For Hawkins this was “intended to be a way of walking a mile in my Muslim sisters’ shoes. I think that’s Sermon on the Mount Christianity.” Hawkins questioned whether tenure means anything if it doesn’t protect the intellectual and religious freedom of educators like herself.

FREE SPEECH ON THE JOB?

The lack of freedom to speak is a form of alienation in her job. We rank-and-file workers know there is no freedom of speech or democracy in the workplace. While our speech is muzzled, we speak among ourselves about the extreme tension we are under, feeling the “urgency of now” to provide care for our patients.

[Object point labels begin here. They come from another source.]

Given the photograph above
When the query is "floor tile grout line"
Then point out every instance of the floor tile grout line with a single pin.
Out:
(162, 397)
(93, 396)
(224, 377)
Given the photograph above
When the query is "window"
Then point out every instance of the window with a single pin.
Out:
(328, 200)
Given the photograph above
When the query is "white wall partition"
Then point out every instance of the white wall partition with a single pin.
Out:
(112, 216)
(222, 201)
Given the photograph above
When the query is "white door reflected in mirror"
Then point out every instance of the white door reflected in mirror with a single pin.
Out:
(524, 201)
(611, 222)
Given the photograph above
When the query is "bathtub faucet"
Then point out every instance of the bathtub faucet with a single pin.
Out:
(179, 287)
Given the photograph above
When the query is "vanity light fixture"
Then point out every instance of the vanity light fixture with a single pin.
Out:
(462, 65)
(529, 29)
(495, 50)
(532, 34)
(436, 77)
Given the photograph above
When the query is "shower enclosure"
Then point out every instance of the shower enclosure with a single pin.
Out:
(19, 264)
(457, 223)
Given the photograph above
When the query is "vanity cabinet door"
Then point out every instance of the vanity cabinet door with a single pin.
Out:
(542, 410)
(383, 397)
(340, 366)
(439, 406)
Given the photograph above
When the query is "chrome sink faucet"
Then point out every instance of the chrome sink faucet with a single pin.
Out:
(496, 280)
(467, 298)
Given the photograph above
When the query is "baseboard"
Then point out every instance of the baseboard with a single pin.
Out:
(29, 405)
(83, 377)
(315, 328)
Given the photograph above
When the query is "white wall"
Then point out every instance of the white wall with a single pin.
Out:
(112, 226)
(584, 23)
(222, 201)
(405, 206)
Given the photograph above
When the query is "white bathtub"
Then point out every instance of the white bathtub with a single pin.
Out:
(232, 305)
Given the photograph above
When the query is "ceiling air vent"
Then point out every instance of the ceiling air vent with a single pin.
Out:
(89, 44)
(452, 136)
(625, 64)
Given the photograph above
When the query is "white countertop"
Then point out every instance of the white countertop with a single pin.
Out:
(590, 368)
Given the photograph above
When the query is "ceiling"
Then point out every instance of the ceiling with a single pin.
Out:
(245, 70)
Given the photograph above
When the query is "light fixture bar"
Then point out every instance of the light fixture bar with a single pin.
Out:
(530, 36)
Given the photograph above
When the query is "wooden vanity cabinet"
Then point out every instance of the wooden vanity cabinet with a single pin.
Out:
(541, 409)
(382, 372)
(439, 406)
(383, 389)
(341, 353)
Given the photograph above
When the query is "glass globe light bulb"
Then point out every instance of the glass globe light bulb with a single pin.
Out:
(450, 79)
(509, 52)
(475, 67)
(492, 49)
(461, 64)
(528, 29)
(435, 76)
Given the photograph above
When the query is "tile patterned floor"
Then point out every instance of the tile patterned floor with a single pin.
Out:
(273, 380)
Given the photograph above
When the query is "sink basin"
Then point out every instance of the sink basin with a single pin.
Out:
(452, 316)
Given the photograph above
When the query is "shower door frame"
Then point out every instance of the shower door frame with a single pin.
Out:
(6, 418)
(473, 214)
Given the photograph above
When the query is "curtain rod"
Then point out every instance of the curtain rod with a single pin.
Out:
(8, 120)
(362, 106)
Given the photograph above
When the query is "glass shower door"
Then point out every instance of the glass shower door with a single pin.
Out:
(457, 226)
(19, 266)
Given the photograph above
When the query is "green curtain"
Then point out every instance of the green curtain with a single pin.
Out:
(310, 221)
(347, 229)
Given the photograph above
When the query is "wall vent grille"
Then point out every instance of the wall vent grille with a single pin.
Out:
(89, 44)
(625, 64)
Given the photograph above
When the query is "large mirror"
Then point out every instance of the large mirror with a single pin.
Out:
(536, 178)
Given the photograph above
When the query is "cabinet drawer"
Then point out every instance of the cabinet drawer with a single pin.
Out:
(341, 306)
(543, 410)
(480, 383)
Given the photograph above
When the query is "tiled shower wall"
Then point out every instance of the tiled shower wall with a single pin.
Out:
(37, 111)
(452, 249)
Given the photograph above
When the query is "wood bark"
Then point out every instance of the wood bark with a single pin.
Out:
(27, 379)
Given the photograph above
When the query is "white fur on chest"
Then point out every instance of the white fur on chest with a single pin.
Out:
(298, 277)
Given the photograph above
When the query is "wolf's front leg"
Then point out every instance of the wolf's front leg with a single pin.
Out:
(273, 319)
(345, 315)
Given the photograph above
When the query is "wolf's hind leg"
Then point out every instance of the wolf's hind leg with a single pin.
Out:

Dr. King, in his 1967 Riverside speech in solidarity with the Vietnamese people and the young U.S. soldiers who were made to participate in militarized violence in a foreign land, spoke of the “three evils in society: militarism, racism and poverty.” King never separated his opposition to militarism from his campaign to eradicate racism and poverty. He declared, “I’ve fought too long and too hard to make that separation now.” For that refusal and steadfast embrace of humanity and principle, King was criticized and made a pariah by some participants in the Civil Rights Movement.

Today we, too, do not want to separate expressions of solidarity with the suffering around the world from the struggle to be human beings in our everyday lives.